Financial history does not vary much—there is little about the Roman real estate crisis of 33 AD, for example, that isn’t thoroughly familiar to us today. What strikes me is that while many economists, bankers and policymakers were caught flatfooted by the crisis, most economists with real knowledge of economic and financial history—and by history I do not mean the last twenty years or thirty years—thought a crisis almost inevitable and broadly understood how it was going to occur ».
L’idée qu’il existe des macro- régularités historiques « nécessaires » se répétant dans le temps est en effet très proche de ce que pensaient des économistes comme Karl Knies ou Gustav Schmoller qui furent d’importantes figures de l’école historique allemande. L’étude de Carmen Reinhart et Ken Rogoff sur les niveaux d’endettement public avec la mise en avant du fameux seuil de 90% au-delà duquel la dette publique pèserait sur la croissance est ainsi d’une manière ou d’une autre fondée sur un présupposé historiciste, tout du moins à partir du moment où l’on considère que ce seuil est valable en tout temps et tout lieux. Il faut rappeler que l’école historique a été (largement injustement au demeurant) discrédité au début du siècle dernier pour son absence de réflexion théorique. Il est donc assez ironique de lire certains appels extrêmes au retour de l’histoire aujourd’hui, au lendemain d’une crise économique.

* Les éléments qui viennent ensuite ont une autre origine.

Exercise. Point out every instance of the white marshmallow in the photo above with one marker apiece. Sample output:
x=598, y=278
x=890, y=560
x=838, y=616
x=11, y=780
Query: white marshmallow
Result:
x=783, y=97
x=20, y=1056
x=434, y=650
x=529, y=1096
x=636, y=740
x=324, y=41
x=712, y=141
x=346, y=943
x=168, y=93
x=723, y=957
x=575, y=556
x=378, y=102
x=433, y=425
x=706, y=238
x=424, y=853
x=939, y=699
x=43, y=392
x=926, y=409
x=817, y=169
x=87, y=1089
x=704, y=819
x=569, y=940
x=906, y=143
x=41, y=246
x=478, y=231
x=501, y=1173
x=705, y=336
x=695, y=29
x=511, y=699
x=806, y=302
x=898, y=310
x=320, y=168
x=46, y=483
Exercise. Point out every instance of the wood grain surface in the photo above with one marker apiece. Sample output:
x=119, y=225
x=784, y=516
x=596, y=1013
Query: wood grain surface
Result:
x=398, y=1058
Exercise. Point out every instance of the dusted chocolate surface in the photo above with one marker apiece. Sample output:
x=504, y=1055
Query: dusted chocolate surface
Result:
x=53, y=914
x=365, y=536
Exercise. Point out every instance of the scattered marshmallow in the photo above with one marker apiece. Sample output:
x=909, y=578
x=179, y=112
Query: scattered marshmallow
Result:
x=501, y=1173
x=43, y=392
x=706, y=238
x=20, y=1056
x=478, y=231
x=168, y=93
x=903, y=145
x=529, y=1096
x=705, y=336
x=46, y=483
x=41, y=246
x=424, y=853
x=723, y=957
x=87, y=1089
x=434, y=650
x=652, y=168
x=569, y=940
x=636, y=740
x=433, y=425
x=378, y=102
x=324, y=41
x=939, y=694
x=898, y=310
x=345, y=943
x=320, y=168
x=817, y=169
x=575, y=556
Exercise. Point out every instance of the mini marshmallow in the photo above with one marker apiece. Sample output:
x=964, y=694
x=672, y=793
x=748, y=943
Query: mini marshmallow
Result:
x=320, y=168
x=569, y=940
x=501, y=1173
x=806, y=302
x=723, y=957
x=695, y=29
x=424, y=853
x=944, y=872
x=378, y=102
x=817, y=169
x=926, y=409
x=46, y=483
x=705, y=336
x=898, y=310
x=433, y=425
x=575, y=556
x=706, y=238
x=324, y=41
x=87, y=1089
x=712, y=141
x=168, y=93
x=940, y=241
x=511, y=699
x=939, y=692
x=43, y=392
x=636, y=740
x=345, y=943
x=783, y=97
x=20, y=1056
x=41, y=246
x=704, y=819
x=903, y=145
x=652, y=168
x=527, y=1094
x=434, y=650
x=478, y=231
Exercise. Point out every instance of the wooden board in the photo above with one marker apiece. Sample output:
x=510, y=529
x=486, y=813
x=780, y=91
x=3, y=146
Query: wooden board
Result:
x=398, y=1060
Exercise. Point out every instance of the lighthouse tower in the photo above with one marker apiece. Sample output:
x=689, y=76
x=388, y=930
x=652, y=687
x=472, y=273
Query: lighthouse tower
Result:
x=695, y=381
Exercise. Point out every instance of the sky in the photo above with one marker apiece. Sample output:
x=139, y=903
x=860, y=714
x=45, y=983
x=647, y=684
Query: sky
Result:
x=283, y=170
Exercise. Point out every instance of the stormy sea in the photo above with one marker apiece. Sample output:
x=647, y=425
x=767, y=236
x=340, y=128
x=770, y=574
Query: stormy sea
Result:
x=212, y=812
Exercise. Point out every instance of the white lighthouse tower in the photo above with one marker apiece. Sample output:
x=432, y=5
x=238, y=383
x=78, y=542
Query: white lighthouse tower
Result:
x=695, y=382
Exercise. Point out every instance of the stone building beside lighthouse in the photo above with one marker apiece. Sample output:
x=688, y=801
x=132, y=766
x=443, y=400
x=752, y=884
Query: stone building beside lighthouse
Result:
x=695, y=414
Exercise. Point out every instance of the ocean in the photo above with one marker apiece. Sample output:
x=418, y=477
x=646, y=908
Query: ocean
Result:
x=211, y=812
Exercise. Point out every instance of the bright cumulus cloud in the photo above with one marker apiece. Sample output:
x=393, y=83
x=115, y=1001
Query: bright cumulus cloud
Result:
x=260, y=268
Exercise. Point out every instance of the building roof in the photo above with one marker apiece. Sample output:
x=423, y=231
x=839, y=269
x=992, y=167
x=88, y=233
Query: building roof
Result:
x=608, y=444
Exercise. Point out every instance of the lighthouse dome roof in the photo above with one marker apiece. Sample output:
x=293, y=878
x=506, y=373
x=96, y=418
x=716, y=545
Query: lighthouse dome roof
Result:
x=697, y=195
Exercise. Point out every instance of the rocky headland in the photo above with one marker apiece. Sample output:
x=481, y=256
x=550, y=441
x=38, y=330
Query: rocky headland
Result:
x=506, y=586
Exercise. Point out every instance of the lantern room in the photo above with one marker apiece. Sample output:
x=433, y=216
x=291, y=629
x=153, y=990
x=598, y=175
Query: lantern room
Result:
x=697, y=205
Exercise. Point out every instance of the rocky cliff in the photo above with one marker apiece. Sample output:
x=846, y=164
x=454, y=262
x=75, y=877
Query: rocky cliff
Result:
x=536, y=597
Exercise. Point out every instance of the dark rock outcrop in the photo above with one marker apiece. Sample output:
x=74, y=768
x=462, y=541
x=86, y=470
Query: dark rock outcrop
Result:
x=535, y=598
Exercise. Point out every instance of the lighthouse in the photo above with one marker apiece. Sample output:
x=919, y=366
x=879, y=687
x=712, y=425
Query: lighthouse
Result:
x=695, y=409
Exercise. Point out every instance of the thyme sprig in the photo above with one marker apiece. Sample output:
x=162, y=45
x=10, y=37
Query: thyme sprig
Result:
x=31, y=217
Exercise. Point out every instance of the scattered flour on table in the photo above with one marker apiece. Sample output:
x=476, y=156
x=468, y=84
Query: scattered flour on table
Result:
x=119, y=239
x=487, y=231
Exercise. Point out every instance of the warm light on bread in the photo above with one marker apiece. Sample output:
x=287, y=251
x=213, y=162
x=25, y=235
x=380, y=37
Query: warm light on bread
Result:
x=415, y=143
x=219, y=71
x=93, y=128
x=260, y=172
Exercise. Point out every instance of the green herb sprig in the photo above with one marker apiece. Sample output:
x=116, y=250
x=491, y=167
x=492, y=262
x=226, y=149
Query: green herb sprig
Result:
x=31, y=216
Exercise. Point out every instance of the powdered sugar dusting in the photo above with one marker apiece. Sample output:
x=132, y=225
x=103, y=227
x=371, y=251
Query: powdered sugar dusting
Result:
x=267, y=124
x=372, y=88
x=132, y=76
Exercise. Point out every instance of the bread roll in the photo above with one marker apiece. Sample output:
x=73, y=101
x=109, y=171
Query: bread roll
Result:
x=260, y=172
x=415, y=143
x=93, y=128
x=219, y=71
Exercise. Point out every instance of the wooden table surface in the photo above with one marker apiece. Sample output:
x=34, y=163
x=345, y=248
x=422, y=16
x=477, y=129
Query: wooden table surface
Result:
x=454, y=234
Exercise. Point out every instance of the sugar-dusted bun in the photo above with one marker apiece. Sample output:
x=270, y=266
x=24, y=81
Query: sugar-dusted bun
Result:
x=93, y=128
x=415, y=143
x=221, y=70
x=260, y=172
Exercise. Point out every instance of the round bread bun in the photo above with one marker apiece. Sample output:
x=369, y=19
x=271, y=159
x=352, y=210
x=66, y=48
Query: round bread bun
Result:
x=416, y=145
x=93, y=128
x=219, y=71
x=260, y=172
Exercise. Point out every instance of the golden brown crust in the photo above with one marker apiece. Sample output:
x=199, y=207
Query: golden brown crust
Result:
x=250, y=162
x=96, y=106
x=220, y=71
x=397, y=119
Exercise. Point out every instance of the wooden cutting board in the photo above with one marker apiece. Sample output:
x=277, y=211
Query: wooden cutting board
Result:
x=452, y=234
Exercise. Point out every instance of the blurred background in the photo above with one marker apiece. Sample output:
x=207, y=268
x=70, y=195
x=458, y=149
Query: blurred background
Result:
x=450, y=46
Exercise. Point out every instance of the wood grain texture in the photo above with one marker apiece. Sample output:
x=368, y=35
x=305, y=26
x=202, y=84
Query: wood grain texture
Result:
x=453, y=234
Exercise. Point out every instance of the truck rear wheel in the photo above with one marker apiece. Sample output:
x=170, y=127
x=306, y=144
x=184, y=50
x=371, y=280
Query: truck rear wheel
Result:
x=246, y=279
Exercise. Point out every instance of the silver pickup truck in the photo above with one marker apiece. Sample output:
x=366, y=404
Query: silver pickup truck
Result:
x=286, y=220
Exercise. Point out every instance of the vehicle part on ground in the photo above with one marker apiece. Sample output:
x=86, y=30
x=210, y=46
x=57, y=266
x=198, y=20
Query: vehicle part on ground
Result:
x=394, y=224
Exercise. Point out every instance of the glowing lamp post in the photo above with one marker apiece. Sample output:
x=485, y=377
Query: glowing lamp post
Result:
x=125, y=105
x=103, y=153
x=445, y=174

Le fait est que l’histoire est importante et de ce point de vue remettre un peu d’histoire économique (et d’histoire de la pensée économique) dans les cursus d’économie est certainement nécessaire. Après, il faut se rendre compte qu’un arbitrage est nécessaire entre le temps devant être alloué aux enseignements historiques et celui devant être consacré aux enseignements théoriques/techniques. C’est d’ailleurs la même chose au niveau de la recherche. Je suis fermement convaincu qu’une meilleure connaissance historique (des faits et de leur discipline) ne peut qu’être bénéfique aux économistes. Mais croire que l’histoire peut se substituer à la théorie c’est faire du (mauvais) historicisme. Seabright et Shiller soulignent d’ailleurs chacun à leur manière un point, déjà relevé par Popper dans sa critique de l’historicisme, qui explique pourquoi la connaissance économique ne peut pas être purement historique : les individus ont la capacité de mobiliser leurs connaissances sur le passé (éventuellement produites par l’intermédiaire de théories) pour modifier le futur. Non seulement, cela veut dire que l’économie a besoin de modèles pour rendre compte de manière logique des relations causales régissant, par exemple, une crise et ainsi ne pas se contenter de pures généralisations inductives. Mais les économistes seraient peut être également bien inspirés de s’intéresser encore un peu plus à la manière dont la connaissance économique interfère avec la réalité économique. Et, pour cela, on aura besoin de… théories et de modèles, comme ceux suggérés par Seabright.